In computer text processing, a markup language is a system for annotating a document in a way that is syntactically distinguishable from the text, meaning when the document is processed for display, the markup language is not shown, and is only used to format the text. The idea and terminology evolved from the “marking up” of paper manuscripts (i.e., the revision instructions by editors), which is traditionally written with a red or blue pencil on authors’ manuscripts. Such “markup” typically includes both content corrections (such as spelling, punctuation, or movement of content), and also typographic instructions, such as to make a heading larger or boldface.
In digital media, this “blue pencil instruction text” was replaced by tags which ideally indicate what the parts of the document are, rather than details of how they might be shown on some display. This lets authors avoid formatting every instance of the same kind of thing redundantly (and possibly inconsistently). It also avoids the specification of fonts and dimensions which may not apply to many users (such as those with different-size displays, impaired vision and screen-reading software).

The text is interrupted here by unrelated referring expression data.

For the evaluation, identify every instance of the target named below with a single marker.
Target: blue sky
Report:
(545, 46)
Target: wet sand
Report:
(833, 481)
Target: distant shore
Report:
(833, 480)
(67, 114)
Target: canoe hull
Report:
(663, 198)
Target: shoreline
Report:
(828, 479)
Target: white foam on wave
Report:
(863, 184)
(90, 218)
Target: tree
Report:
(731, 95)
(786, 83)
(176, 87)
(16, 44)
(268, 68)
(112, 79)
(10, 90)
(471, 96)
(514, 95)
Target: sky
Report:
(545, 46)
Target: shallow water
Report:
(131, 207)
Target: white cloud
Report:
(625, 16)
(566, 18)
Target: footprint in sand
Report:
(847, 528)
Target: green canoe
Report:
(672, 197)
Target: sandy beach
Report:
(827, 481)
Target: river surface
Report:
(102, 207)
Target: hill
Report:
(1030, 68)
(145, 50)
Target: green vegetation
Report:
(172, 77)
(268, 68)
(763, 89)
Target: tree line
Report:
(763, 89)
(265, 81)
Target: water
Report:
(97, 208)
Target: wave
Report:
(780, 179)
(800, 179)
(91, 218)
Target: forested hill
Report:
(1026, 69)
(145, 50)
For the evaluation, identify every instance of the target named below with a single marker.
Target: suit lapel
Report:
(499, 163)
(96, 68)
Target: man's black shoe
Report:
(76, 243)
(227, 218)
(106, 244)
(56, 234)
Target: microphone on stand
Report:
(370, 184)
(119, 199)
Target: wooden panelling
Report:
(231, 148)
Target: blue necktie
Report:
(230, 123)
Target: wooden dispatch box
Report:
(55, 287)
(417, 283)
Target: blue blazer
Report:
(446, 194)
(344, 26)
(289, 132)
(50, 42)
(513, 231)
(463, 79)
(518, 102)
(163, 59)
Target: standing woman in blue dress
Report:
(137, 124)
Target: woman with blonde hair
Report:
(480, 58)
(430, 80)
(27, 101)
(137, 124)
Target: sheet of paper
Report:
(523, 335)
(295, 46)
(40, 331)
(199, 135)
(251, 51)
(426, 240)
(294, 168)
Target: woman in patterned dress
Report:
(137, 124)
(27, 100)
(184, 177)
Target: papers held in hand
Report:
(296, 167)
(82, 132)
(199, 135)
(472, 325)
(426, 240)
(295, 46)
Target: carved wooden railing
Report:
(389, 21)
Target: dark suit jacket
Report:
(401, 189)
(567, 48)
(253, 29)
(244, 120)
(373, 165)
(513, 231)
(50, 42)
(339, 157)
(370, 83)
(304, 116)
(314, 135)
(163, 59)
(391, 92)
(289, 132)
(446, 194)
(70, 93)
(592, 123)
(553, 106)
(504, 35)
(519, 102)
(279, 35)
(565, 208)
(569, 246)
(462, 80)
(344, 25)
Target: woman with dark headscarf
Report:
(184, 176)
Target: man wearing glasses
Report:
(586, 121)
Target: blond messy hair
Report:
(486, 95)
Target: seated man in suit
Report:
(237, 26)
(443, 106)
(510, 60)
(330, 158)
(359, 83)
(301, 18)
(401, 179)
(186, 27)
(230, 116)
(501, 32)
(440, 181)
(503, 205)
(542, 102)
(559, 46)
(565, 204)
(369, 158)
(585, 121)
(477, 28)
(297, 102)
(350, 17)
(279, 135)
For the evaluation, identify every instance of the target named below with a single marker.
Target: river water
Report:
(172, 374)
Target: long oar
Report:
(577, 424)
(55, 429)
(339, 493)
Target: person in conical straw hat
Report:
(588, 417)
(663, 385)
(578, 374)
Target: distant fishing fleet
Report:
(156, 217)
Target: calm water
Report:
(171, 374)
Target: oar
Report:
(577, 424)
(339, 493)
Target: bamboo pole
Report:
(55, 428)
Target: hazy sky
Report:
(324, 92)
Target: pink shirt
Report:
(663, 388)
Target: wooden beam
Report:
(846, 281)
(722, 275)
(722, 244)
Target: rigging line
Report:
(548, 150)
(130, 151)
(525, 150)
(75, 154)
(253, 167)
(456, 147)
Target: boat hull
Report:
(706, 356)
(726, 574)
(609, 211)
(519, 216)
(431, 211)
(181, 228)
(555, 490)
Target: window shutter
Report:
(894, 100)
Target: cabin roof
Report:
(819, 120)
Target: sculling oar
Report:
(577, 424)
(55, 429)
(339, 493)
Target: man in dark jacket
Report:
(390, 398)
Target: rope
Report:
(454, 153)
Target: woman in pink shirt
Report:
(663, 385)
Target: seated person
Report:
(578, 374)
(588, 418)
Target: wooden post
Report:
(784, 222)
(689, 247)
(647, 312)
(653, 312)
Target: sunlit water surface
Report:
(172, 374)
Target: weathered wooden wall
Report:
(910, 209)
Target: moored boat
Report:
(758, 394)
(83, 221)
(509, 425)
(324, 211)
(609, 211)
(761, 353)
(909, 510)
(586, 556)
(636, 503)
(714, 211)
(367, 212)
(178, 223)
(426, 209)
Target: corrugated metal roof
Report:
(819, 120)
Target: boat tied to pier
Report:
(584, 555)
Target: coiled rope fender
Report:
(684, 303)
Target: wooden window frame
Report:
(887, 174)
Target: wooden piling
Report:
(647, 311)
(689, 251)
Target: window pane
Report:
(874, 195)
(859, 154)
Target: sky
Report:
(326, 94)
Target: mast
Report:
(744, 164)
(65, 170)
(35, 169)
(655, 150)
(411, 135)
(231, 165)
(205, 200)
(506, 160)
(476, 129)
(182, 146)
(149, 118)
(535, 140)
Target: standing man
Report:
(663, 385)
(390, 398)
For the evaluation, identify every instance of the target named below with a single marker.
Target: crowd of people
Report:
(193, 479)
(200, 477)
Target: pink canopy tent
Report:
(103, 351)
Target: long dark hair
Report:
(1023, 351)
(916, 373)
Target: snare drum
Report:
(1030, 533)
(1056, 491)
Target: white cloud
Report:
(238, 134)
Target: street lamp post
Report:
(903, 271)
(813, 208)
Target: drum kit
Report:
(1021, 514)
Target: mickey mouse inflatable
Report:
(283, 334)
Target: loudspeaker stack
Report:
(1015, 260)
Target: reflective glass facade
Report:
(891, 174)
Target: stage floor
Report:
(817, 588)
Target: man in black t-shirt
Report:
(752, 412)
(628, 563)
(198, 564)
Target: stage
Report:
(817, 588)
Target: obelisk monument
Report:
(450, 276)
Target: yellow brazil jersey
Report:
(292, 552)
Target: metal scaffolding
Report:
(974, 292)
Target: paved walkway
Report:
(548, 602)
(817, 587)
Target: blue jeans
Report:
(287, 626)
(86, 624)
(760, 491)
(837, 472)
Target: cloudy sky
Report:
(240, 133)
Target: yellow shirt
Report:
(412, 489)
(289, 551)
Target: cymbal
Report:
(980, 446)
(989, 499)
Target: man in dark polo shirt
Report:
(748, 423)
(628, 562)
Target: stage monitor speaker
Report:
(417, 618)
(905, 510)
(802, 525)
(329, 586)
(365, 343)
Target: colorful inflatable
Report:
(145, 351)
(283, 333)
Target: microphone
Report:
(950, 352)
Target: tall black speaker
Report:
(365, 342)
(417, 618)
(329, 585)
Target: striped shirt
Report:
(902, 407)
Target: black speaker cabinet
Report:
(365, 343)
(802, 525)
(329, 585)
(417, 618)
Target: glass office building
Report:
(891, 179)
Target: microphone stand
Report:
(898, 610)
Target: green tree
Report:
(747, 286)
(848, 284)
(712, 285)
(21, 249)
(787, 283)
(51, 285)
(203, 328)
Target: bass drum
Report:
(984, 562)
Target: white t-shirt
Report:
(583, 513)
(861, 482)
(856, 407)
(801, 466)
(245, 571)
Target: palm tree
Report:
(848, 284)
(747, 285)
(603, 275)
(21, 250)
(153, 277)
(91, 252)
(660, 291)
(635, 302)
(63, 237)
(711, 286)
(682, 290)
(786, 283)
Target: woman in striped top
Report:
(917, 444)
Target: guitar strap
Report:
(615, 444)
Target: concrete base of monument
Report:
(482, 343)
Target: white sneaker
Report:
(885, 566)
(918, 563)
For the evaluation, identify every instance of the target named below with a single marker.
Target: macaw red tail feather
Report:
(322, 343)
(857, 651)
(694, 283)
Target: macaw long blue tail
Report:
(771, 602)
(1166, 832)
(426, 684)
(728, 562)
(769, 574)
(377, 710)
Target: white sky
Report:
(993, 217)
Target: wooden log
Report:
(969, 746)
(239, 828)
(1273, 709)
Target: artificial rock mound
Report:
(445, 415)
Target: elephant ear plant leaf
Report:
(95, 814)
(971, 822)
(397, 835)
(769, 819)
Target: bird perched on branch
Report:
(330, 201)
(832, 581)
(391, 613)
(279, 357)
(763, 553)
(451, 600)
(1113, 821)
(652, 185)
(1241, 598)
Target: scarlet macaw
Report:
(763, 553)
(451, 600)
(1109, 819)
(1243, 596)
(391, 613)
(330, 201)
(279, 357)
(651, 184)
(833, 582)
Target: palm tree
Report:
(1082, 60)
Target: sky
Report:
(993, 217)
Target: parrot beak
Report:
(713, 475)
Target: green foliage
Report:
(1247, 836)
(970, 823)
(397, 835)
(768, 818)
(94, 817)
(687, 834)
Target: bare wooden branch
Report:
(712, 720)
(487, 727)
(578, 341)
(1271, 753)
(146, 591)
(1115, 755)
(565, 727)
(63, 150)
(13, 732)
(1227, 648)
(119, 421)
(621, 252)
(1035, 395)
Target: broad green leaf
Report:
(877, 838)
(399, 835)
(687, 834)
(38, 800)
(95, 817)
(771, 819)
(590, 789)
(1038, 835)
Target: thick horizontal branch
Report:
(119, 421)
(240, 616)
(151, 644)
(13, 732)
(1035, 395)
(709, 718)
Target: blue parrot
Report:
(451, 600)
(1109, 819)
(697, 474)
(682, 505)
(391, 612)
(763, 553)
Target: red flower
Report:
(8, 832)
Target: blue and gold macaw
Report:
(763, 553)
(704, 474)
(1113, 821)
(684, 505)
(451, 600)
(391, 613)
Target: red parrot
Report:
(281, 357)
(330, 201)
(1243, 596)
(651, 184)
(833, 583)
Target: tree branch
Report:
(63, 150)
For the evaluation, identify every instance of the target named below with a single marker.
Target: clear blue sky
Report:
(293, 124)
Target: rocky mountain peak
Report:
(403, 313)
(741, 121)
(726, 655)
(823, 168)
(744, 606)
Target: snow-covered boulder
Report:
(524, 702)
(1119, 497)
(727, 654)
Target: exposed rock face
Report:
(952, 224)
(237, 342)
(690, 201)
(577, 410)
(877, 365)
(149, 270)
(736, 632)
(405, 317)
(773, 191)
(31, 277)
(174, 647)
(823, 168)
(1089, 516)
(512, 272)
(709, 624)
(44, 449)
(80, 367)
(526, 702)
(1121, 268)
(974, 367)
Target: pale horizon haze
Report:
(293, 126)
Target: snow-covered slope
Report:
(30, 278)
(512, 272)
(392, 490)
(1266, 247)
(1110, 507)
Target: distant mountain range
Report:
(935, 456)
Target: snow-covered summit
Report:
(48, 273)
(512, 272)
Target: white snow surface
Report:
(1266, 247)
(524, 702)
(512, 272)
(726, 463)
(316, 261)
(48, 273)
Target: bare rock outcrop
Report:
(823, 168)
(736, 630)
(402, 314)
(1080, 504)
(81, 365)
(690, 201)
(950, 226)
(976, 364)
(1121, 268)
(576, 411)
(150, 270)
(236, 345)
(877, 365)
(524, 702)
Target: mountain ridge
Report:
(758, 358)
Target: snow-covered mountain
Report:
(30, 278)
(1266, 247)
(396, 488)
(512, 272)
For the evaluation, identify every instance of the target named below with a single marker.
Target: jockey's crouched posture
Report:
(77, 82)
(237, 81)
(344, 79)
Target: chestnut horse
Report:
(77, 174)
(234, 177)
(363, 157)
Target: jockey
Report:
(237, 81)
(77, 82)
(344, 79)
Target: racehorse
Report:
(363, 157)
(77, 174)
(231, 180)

Early markup systems typically included typesetting instructions, as troff, TeX and LaTeX do, while Scribe and most modern markup systems name components, and later process those names to apply formatting or other processing, as in the case of XML.
Some markup languages, such as the widely used HTML, have pre-defined presentation semantics—meaning that their specification prescribes some aspects of how to present the structured data on particular media. HTML, like DocBook, Open eBook, JATS and countless others, is a specific application of the markup meta-languages SGML and XML. That is, SGML and XML enable users to specify particular schemas, which determine just what elements, attributes, and other features are permitted, and where.
One extremely important characteristic of most markup languages is that they allow mixing markup directly into text streams. This happens all the time in documents: A few words in a sentence must be emphasized, or identified as a proper name, defined term, or other special item. This is quite different structurally from traditional databases, where it is by definition impossible to have data that is (for example) within a record, but not within any field. Likewise, markup for natural language texts must maintain ordering: it would not suffice to make each paragraph of a book into a “paragraph” record, where those records do not maintain order.